Personal information
- Born: 15 October 1966 (age 59)
- Original team: Mount Waverley High School
- Height: 190 cm (6 ft 3 in)
- Weight: 88 kg (194 lb)

Playing career^{1}
- Years: Club / Games (Goals)
- 1986–1993: Richmond / 144 (306)
- 1994–1996: Fitzroy / 040 0(41)
- Total:  / 184 (347)
- ^{1} Playing statistics correct to the end of 1996.

Career highlights
- Richmond Captain 1993; Richmond Leading Goalkicker 1988, 1989, 1991, 1992, 1993; Interstate Games:- 1;

= Jeff Hogg =

Australian rules footballer

Jeff Hogg (born 15 October 1966) is a former Australian rules football player who played for Richmond and Fitzroy Football Clubs in the Victorian Football League (VFL) and the Australian Football League (AFL) between 1986 and 1996.

Recruited from Mount Waverley, Hogg played with Richmond's junior teams, and was the Leading Goalkicker for Richmond's Under 19s premiership side in 1985. He made his senior VFL debut in 1986, and played at full forward, winning Richmond's Leading Goalkicker award in 1988, 1989, 1991, 1992 and 1993 and which included a 10-goal haul against Collingwood Football Club in 1991.
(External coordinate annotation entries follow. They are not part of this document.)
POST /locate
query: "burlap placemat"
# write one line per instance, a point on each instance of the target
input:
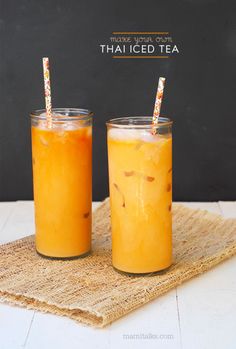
(88, 290)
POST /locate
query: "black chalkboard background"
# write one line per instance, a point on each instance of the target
(199, 94)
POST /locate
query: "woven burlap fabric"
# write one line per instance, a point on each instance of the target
(88, 290)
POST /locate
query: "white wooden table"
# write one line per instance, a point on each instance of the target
(199, 314)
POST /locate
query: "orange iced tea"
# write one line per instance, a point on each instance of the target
(62, 176)
(140, 182)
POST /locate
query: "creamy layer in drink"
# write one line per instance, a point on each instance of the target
(62, 173)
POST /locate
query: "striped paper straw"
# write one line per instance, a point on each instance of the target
(47, 91)
(158, 101)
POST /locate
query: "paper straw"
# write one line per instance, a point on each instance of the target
(158, 101)
(47, 91)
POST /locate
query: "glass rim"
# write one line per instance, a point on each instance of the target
(76, 114)
(145, 122)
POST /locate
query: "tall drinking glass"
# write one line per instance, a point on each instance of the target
(62, 176)
(140, 182)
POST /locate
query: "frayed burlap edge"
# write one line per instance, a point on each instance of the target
(139, 290)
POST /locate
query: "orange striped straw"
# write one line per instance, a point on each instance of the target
(47, 91)
(157, 106)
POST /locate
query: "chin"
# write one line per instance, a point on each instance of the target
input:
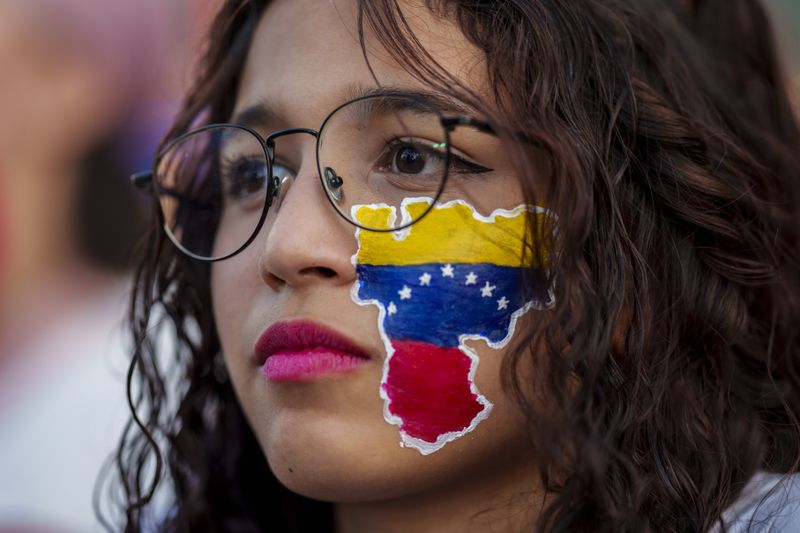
(329, 460)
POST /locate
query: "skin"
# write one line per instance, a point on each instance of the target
(327, 439)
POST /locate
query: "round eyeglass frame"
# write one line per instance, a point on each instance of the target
(148, 181)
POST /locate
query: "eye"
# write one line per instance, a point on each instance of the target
(409, 160)
(413, 157)
(243, 177)
(244, 180)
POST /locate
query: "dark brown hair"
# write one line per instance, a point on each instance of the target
(667, 372)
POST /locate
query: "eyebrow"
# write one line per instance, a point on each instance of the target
(263, 113)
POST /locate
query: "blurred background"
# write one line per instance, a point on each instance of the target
(87, 87)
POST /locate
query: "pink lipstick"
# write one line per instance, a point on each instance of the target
(302, 350)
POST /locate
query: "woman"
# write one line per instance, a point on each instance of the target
(597, 201)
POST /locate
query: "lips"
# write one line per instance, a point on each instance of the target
(302, 350)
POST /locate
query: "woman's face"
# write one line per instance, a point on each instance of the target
(324, 419)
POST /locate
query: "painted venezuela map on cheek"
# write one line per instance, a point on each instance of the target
(453, 276)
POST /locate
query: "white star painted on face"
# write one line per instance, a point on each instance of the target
(502, 303)
(486, 291)
(405, 292)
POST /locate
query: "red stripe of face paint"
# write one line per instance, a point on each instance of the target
(429, 389)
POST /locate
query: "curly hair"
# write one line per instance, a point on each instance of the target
(667, 372)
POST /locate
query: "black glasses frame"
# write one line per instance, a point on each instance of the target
(145, 181)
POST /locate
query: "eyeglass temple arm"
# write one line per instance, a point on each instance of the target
(143, 180)
(451, 122)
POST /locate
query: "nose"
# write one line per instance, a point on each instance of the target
(306, 242)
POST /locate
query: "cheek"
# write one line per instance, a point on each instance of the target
(229, 290)
(453, 278)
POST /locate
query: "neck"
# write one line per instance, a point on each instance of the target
(507, 498)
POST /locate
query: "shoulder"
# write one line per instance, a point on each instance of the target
(769, 502)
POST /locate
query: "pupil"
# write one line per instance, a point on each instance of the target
(410, 161)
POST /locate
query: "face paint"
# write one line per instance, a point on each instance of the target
(453, 276)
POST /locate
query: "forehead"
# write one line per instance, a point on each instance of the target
(305, 58)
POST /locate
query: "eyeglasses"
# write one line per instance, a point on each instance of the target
(215, 184)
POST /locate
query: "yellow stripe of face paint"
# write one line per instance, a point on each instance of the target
(451, 233)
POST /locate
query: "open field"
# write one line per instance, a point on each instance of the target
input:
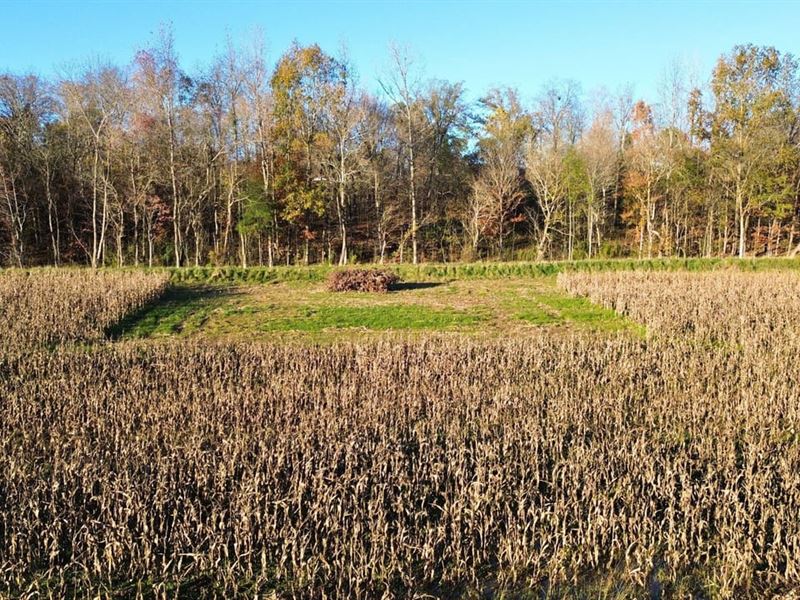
(306, 311)
(482, 436)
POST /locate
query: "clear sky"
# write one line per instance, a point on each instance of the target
(523, 44)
Hogg was traded to Fitzroy at the end of 1993 but due to ongoing injury problems, he was limited to 40 games in his three seasons at Fitzroy.

== Career ==
In 2002, Jeff started a company called "BizHealth Consultants" in the corporate health field located in Melbourne, Australia, helping companies in providing a better and a healthy workplace in Australia.